An increasing number of Ukrainian students study Chinese, Japanese and Korean as a second foreign language, Oksana Kovalenko, leading expert at the department for general secondary and pre-school education of the Education Ministry, has said at a roundtable entitled "Will children know foreign languages after they complete the New Ukrainian School programme?" and co-organised by Gorshenin Institute and the British Council Ukraine.
"All languages are important to us. The Education Ministry does not take separate steps concerning the study of one or another language, we are trying to focus our efforts on the teaching of four languages that are supported by the state through textbooks, curricula and teacher training - English, German, French and Spanish. Of course, in addition to these four languages, we are talking about other languages of the European Union, the languages of our neighbours - Polish, Hungarian, Romanian, Czech and Slovak. These languages can be studied as languages of national minorities and as foreign languages.
In addition, Oriental languages — Chinese, Japanese and Korean — are becoming more and more popular in Ukraine. Parents also have such requests. And many educational institutions introduce Oriental languages as a second foreign language. Curricula are being prepared, there is communication with organizations that represent these countries and help us with materials and teacher training. So, it cannot be said that we are limited by some kind of framework. Today we see a variety of languages in Ukraine and this is very good because languages are development. More and more parents are inclined to believe that one language is no longer enough. Whereas officially the second foreign language in Ukraine is studied from the fifth grade, parents increasingly more often speak about learning a second foreign language in primary school," Kovalenko said.
According to the education official, today an extremely important point is the training of teachers which will help them master modern technologies and modern approaches to teaching languages.
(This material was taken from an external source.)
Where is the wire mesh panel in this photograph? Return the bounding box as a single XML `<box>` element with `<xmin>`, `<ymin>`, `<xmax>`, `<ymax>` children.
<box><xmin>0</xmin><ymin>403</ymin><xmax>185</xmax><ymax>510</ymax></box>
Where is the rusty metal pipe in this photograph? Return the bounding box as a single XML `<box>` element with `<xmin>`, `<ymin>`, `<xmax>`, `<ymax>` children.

“We can prepare a brilliant programme, brilliant textbooks, but it all starts when the teacher enters the classroom and closes the door. It all depends on the teacher, on how the teacher uses this curriculum, these standards, these textbooks, what they will do with them and how they will present them to children. What methodology they will choose, which approaches they use. Whether they take into account some distinctive features of their class or group, because all classes are different and approaches to them cannot be the same.
Thus, it all depends on who enters the classroom and for what purpose. Everything in the end should work in system - new textbooks, new materials and a new teacher. All of this takes time, it is impossible to do everything at once, in one year. Also, all of this requires efforts both on our part and on the part of teachers, parents and children. The Education Ministry and international organisations can do a lot, but if there is no step forward, nothing will work out," Kovalenko said.